Sam stared at Gabriel.
'Sam?'
"Did God ever send you do something that wasn't mass-murder?" Sam bit out.
'I carried my Father's words to Abraham, to Daniel, to Tamar, to Elizabeth and Mary, even to Muhammad, though I had left Heaven by then.'
"All that service, you and the other angels. He just left you to flounder after that?
'We had the prophecies...'
"And a deadbeat dad. And I thought my Dad was a jerk."
'Sam...'
"Seriously, Gabriel," Sam began, "I used to believe that your Father cared about people, that He was good and kind and merciful and all that, but what the fuck? What kind of God sets an Apocalypse in motion? I mean, what the fuck?! Really?" Sam threw his hands wide in frustration, "That's who I was praying to all those years? The God who lets the world be dragged into the crapper because he's run off to Tahiti or wherever? That's the omniscient, omnipotent, omnibenevolent God I've told about all my life? Really?!"
Gabriel was curled up, hugging himself and looking bleak, with tears in his eyes. 'He's still my Father, Sam.'
"Oh," Sam quietly, ashamed of his ranting. "Oh, I'm sorry, Gabriel. But he is a shitty Dad. To everyone, angels and humans."
Gabriel snorted, a pained little sound.
"Yeah, I'm hilarious." Sam said, and laid himself back down, drawing the angel close.
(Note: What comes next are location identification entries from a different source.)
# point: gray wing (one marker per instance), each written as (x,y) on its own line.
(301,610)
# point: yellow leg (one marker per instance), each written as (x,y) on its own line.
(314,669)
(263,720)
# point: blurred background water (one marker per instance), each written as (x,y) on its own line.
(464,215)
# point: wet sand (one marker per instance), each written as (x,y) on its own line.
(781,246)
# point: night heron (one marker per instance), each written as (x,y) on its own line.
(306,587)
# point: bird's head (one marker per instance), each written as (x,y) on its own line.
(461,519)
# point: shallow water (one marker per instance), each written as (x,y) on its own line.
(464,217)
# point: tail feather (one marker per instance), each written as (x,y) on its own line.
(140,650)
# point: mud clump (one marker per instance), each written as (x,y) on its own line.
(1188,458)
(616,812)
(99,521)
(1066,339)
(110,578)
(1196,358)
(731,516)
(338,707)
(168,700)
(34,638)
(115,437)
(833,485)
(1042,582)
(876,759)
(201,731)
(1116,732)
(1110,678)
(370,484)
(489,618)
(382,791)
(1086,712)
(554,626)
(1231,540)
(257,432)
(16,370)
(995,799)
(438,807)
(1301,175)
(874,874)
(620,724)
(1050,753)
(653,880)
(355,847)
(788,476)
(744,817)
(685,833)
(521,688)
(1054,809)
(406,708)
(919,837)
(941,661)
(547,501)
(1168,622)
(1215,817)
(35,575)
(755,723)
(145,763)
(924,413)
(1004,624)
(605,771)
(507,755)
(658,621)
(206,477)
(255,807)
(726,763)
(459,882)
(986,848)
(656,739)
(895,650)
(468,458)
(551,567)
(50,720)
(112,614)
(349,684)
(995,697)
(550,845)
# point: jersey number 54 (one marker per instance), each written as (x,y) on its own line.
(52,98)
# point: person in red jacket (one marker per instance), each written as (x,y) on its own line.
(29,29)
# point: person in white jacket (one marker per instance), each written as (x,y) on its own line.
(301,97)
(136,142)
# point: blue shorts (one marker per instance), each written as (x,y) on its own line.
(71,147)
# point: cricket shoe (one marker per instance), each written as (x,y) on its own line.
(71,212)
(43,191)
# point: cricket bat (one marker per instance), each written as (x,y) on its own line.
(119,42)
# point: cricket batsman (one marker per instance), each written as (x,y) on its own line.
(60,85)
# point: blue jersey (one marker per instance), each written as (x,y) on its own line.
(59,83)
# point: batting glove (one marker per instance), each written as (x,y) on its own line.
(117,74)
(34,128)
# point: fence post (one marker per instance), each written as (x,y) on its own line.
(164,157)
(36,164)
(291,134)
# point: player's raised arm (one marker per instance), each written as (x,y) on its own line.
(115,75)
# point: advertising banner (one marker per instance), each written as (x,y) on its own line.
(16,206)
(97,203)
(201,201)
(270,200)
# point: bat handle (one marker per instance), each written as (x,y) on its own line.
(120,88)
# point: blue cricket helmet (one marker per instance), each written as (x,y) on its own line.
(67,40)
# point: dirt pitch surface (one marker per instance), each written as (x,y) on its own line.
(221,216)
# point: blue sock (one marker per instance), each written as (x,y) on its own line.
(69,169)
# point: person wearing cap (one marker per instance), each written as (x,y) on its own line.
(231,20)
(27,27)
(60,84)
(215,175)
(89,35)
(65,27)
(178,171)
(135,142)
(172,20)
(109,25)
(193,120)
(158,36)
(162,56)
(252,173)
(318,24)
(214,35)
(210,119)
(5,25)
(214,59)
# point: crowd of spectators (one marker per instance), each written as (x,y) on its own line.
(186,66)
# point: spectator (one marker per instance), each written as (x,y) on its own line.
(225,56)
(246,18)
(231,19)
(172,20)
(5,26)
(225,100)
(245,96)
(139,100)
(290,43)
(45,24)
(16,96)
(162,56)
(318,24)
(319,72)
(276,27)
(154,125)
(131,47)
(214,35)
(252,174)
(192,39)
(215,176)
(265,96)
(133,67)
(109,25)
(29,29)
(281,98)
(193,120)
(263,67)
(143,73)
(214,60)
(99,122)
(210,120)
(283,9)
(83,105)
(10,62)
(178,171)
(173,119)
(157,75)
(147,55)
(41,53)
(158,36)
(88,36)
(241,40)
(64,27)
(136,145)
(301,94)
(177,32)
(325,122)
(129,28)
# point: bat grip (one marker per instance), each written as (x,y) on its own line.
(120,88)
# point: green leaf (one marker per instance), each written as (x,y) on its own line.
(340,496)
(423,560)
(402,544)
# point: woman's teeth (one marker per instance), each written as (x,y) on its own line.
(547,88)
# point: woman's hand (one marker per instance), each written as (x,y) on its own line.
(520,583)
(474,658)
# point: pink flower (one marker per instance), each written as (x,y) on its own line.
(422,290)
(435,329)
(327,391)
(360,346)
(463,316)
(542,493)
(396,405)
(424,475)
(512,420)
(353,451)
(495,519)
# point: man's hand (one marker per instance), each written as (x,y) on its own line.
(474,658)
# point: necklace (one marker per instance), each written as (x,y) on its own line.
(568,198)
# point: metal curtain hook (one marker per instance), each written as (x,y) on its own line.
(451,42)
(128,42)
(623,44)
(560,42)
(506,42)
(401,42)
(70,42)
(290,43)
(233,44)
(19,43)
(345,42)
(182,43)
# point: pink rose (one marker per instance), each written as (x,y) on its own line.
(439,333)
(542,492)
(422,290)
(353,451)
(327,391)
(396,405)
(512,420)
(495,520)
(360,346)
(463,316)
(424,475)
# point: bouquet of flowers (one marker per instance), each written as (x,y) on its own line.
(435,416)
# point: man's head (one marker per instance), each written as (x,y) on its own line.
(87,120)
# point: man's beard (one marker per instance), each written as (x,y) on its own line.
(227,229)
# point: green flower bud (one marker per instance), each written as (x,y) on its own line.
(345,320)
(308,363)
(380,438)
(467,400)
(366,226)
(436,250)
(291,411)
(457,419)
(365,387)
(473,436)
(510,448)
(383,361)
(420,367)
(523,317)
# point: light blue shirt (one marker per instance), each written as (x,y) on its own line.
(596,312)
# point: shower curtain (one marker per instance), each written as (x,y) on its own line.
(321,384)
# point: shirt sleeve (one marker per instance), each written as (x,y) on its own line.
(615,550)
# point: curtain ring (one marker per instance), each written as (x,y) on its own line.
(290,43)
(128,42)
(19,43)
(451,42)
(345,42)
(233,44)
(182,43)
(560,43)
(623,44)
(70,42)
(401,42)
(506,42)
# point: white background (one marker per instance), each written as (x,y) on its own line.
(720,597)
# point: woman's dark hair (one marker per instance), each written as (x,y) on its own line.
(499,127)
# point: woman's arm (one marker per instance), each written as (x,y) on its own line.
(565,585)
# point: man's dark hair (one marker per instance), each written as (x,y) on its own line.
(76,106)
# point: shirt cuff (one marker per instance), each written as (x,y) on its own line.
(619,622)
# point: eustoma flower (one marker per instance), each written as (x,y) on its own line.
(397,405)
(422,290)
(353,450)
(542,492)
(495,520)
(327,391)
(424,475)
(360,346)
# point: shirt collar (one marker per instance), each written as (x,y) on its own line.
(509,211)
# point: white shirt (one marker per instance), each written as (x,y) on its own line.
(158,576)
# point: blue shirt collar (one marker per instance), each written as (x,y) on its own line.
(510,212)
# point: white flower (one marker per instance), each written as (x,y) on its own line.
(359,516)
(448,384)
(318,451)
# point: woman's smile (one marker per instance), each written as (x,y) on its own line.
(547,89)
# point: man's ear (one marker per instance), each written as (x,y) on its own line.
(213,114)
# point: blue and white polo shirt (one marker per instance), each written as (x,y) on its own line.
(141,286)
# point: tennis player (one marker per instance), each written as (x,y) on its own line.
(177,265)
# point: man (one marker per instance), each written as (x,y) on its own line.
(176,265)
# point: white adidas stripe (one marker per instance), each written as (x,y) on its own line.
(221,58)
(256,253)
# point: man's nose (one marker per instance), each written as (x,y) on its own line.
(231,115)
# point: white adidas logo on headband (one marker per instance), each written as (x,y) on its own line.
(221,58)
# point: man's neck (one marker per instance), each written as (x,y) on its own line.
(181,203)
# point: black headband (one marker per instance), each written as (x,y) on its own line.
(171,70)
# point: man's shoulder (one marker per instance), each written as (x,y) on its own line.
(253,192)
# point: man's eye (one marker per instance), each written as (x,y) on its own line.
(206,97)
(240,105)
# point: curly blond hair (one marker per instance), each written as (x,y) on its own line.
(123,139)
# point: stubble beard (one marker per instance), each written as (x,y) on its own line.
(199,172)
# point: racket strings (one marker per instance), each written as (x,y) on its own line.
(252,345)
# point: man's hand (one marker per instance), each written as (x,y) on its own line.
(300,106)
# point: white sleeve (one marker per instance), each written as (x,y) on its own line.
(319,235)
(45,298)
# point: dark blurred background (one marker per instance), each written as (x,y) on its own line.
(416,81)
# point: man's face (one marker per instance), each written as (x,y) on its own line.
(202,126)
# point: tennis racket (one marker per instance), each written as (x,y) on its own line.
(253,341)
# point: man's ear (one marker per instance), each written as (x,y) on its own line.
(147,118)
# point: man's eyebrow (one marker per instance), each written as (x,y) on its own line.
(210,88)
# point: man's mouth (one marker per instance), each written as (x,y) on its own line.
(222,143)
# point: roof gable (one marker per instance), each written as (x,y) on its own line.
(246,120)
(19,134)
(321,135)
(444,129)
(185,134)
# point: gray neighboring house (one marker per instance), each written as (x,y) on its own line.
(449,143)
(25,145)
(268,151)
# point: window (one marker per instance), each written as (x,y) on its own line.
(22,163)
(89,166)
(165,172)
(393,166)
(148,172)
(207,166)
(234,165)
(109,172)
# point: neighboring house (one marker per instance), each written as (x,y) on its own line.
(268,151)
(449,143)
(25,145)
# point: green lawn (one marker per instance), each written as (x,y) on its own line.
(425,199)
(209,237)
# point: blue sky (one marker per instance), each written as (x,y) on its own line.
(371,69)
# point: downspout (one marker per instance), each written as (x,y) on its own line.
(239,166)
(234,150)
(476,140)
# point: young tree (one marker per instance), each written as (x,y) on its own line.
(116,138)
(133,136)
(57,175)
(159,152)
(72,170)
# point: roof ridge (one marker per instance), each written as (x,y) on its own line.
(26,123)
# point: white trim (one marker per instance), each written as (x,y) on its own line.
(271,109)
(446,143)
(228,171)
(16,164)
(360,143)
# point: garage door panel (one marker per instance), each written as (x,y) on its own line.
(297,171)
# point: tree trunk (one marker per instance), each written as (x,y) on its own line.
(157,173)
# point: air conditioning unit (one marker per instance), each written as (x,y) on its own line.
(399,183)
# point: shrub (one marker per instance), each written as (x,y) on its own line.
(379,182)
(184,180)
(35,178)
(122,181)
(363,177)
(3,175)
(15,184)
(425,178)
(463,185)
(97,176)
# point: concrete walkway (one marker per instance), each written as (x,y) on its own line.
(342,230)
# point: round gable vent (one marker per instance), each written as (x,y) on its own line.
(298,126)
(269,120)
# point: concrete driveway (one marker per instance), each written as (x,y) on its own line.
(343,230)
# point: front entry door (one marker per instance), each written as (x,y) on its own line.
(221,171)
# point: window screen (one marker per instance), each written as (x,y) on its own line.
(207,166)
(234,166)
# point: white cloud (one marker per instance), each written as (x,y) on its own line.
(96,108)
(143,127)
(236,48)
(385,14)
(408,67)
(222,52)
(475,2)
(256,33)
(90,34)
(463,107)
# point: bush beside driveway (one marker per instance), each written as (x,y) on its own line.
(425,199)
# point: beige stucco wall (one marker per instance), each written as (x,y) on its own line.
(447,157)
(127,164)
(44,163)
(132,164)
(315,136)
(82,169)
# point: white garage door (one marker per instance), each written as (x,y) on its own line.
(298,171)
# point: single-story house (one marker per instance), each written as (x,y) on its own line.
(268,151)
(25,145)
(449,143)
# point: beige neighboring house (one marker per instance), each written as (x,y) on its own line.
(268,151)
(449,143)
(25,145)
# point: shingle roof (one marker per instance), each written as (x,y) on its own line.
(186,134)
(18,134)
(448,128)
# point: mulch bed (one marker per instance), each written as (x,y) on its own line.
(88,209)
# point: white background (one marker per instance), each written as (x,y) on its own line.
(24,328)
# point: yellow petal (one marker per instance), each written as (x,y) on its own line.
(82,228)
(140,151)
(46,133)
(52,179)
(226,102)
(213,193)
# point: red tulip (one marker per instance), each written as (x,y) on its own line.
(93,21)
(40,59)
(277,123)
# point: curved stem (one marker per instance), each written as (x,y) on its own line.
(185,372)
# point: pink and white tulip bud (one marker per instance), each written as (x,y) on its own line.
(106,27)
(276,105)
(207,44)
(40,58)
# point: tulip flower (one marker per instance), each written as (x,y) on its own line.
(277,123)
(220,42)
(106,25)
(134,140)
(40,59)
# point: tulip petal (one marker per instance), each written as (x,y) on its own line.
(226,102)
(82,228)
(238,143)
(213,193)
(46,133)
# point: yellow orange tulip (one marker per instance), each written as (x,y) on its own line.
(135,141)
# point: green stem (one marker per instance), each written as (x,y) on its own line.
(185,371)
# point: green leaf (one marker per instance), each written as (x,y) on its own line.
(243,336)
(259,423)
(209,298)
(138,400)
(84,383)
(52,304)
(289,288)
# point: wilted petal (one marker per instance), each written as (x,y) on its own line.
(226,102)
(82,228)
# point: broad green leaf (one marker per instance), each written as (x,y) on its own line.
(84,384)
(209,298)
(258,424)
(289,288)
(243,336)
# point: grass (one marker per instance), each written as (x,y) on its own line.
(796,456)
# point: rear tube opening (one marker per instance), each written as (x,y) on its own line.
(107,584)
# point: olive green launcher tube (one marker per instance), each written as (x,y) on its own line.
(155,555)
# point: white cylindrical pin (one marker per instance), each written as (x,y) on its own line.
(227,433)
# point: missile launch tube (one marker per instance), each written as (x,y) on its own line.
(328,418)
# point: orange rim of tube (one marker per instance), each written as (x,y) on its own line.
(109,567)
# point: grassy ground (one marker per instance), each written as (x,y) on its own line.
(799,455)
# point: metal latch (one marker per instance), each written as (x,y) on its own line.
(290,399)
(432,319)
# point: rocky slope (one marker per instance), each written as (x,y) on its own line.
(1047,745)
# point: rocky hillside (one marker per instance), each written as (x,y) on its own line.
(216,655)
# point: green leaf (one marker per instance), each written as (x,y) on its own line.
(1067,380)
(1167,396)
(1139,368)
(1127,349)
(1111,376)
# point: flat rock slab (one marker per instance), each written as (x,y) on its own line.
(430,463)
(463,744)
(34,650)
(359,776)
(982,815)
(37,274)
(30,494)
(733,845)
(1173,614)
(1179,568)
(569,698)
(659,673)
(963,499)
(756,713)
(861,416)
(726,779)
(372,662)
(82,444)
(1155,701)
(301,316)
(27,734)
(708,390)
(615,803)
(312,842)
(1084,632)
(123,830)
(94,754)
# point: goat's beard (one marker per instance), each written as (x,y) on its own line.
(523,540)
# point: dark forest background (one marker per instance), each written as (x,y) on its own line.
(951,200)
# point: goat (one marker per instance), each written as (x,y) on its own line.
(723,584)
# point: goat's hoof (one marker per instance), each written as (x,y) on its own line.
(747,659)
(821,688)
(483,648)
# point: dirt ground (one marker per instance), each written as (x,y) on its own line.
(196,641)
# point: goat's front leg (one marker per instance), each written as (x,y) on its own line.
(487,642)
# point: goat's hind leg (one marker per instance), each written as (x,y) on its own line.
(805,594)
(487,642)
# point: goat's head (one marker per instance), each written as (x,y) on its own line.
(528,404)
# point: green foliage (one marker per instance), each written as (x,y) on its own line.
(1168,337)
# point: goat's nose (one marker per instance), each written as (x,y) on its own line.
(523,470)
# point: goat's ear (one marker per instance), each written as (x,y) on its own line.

'You're a good man, Sam Winchester.'
"Well, I want to be, anyway," Sam said, and closed his eyes, tucking Gabriel up against him and trying to sleep. Maybe things would look better in the morning. Maybe Hrafn would wake up and put it all into perspective with calm words – Hrafn was so calm, so balanced. Sam loved him for that, and thought maybe Gabriel did too.